明るい南向きの大きな窓。シミもない白い壁。磨かれたフローリング。まだ家具もなく、だだっ広い印象。正直、下っ端派遣員が借りていい物件なのか疑ってしまうほどの好物件であった。
「すげえ、足の踏み場がある……」
「第一声がそれって大丈夫なんですか?」
呆れた様子のアラザン。コイツとしては、狭いくらいらしい。嘘だろとは思ったが。そうだコイツ筋金入りの坊っちゃんだったわ。
「まずいぞ、緊急事態だ」
戸棚とか、備え付けの家具もいくつかあると聞いていたが。
「ベッドが一個しかない」
「……そうですか」
私服のまま、戦闘用の魔法の杖を召喚するアラザン。
「ここは公平に喧嘩で決着をつけましょう。表にでますよ、ガナッシュ」
「いやお前遠距離魔法型で、俺近距離物理型だぞ!?延々と遠距離技撃たれてボコボコにされるだけじゃん!?どこに公平性があるんだよ!?」
ゲームで遠距離技を撃ち続けてくる敵ってほんと嫌い。この気持ちは世界共通認識ではなかろうか。
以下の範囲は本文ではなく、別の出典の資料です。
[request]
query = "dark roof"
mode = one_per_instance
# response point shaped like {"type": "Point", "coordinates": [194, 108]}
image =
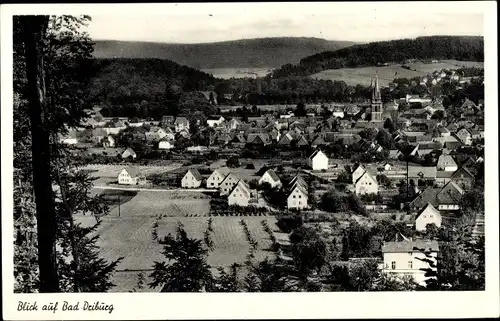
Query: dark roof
{"type": "Point", "coordinates": [410, 246]}
{"type": "Point", "coordinates": [195, 173]}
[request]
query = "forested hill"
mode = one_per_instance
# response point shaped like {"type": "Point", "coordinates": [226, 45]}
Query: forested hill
{"type": "Point", "coordinates": [132, 87]}
{"type": "Point", "coordinates": [395, 51]}
{"type": "Point", "coordinates": [244, 53]}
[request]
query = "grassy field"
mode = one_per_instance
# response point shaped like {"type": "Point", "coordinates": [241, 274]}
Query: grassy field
{"type": "Point", "coordinates": [130, 237]}
{"type": "Point", "coordinates": [386, 74]}
{"type": "Point", "coordinates": [227, 73]}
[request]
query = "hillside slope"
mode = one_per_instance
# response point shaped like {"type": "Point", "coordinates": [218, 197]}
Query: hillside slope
{"type": "Point", "coordinates": [261, 52]}
{"type": "Point", "coordinates": [469, 48]}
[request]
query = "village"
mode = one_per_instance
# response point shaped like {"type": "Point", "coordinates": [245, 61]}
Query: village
{"type": "Point", "coordinates": [408, 165]}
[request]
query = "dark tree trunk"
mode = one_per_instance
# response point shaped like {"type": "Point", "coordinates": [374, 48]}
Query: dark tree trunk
{"type": "Point", "coordinates": [34, 28]}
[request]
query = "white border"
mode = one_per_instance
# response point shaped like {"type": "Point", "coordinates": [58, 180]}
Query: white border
{"type": "Point", "coordinates": [271, 305]}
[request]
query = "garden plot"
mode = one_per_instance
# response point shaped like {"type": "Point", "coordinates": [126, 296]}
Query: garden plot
{"type": "Point", "coordinates": [130, 237]}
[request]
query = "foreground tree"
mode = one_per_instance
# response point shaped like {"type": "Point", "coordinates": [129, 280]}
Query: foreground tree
{"type": "Point", "coordinates": [186, 269]}
{"type": "Point", "coordinates": [49, 87]}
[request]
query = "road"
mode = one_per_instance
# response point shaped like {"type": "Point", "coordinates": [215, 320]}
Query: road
{"type": "Point", "coordinates": [156, 189]}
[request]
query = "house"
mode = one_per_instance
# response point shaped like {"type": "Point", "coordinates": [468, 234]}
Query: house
{"type": "Point", "coordinates": [297, 198]}
{"type": "Point", "coordinates": [271, 178]}
{"type": "Point", "coordinates": [166, 144]}
{"type": "Point", "coordinates": [357, 173]}
{"type": "Point", "coordinates": [407, 258]}
{"type": "Point", "coordinates": [131, 176]}
{"type": "Point", "coordinates": [181, 124]}
{"type": "Point", "coordinates": [129, 152]}
{"type": "Point", "coordinates": [448, 198]}
{"type": "Point", "coordinates": [98, 135]}
{"type": "Point", "coordinates": [217, 176]}
{"type": "Point", "coordinates": [155, 133]}
{"type": "Point", "coordinates": [228, 183]}
{"type": "Point", "coordinates": [318, 161]}
{"type": "Point", "coordinates": [70, 138]}
{"type": "Point", "coordinates": [215, 121]}
{"type": "Point", "coordinates": [234, 124]}
{"type": "Point", "coordinates": [285, 140]}
{"type": "Point", "coordinates": [167, 121]}
{"type": "Point", "coordinates": [366, 184]}
{"type": "Point", "coordinates": [427, 215]}
{"type": "Point", "coordinates": [240, 194]}
{"type": "Point", "coordinates": [463, 178]}
{"type": "Point", "coordinates": [302, 142]}
{"type": "Point", "coordinates": [446, 163]}
{"type": "Point", "coordinates": [109, 141]}
{"type": "Point", "coordinates": [192, 179]}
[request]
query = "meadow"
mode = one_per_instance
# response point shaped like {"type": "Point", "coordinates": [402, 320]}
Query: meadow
{"type": "Point", "coordinates": [130, 237]}
{"type": "Point", "coordinates": [228, 73]}
{"type": "Point", "coordinates": [386, 74]}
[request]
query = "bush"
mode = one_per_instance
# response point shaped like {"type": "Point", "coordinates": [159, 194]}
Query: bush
{"type": "Point", "coordinates": [233, 162]}
{"type": "Point", "coordinates": [289, 223]}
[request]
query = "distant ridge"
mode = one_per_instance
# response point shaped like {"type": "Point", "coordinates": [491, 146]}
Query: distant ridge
{"type": "Point", "coordinates": [463, 48]}
{"type": "Point", "coordinates": [243, 53]}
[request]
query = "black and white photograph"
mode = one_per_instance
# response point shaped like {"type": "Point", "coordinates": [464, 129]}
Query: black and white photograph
{"type": "Point", "coordinates": [240, 148]}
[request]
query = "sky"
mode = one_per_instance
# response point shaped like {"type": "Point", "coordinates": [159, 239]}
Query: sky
{"type": "Point", "coordinates": [360, 22]}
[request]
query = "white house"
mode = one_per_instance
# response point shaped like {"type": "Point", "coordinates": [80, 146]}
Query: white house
{"type": "Point", "coordinates": [407, 259]}
{"type": "Point", "coordinates": [297, 199]}
{"type": "Point", "coordinates": [271, 178]}
{"type": "Point", "coordinates": [215, 121]}
{"type": "Point", "coordinates": [166, 144]}
{"type": "Point", "coordinates": [228, 183]}
{"type": "Point", "coordinates": [70, 138]}
{"type": "Point", "coordinates": [109, 141]}
{"type": "Point", "coordinates": [131, 176]}
{"type": "Point", "coordinates": [240, 195]}
{"type": "Point", "coordinates": [318, 161]}
{"type": "Point", "coordinates": [428, 215]}
{"type": "Point", "coordinates": [192, 179]}
{"type": "Point", "coordinates": [129, 152]}
{"type": "Point", "coordinates": [181, 124]}
{"type": "Point", "coordinates": [366, 184]}
{"type": "Point", "coordinates": [214, 180]}
{"type": "Point", "coordinates": [446, 163]}
{"type": "Point", "coordinates": [357, 173]}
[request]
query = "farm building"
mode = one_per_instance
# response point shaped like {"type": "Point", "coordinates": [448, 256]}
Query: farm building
{"type": "Point", "coordinates": [318, 161]}
{"type": "Point", "coordinates": [401, 258]}
{"type": "Point", "coordinates": [428, 215]}
{"type": "Point", "coordinates": [217, 176]}
{"type": "Point", "coordinates": [297, 199]}
{"type": "Point", "coordinates": [166, 144]}
{"type": "Point", "coordinates": [271, 178]}
{"type": "Point", "coordinates": [131, 176]}
{"type": "Point", "coordinates": [192, 179]}
{"type": "Point", "coordinates": [129, 152]}
{"type": "Point", "coordinates": [366, 184]}
{"type": "Point", "coordinates": [240, 195]}
{"type": "Point", "coordinates": [228, 183]}
{"type": "Point", "coordinates": [181, 124]}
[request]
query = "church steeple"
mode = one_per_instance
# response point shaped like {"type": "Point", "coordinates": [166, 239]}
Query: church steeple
{"type": "Point", "coordinates": [376, 101]}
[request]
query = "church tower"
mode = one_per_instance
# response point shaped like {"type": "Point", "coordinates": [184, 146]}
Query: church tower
{"type": "Point", "coordinates": [376, 102]}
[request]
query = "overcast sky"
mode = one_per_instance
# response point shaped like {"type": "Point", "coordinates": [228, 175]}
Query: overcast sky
{"type": "Point", "coordinates": [363, 22]}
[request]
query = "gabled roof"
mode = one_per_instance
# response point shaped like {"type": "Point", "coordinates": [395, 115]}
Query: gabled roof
{"type": "Point", "coordinates": [410, 246]}
{"type": "Point", "coordinates": [428, 207]}
{"type": "Point", "coordinates": [273, 175]}
{"type": "Point", "coordinates": [316, 153]}
{"type": "Point", "coordinates": [299, 187]}
{"type": "Point", "coordinates": [243, 187]}
{"type": "Point", "coordinates": [133, 171]}
{"type": "Point", "coordinates": [195, 173]}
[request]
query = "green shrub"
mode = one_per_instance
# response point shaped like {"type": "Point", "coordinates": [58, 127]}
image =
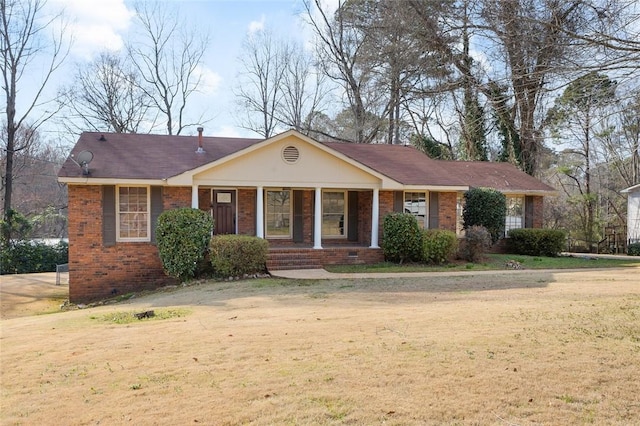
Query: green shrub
{"type": "Point", "coordinates": [438, 245]}
{"type": "Point", "coordinates": [477, 240]}
{"type": "Point", "coordinates": [536, 242]}
{"type": "Point", "coordinates": [401, 238]}
{"type": "Point", "coordinates": [183, 237]}
{"type": "Point", "coordinates": [237, 255]}
{"type": "Point", "coordinates": [26, 257]}
{"type": "Point", "coordinates": [633, 249]}
{"type": "Point", "coordinates": [485, 207]}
と、そこからしばらく言い争い。妥協して、新しいものを買うまでは日ごとにベッドとソファでお互い寝ることとなった。本国から送ってもらうのも考えたが、アラザンのは大きすぎて部屋に合わず、俺のは引っ越す際に妹にあげてしまったのである。もう少し考えておくべきだったなあ、と後から思った。
しかし、風呂もトイレも綺麗で新しいし、水もちゃんと通っている。設備的な条件はもはや完璧と言っていいだろう。となると、曰くつきか?……うん、考えないようにしよう。その方が良い。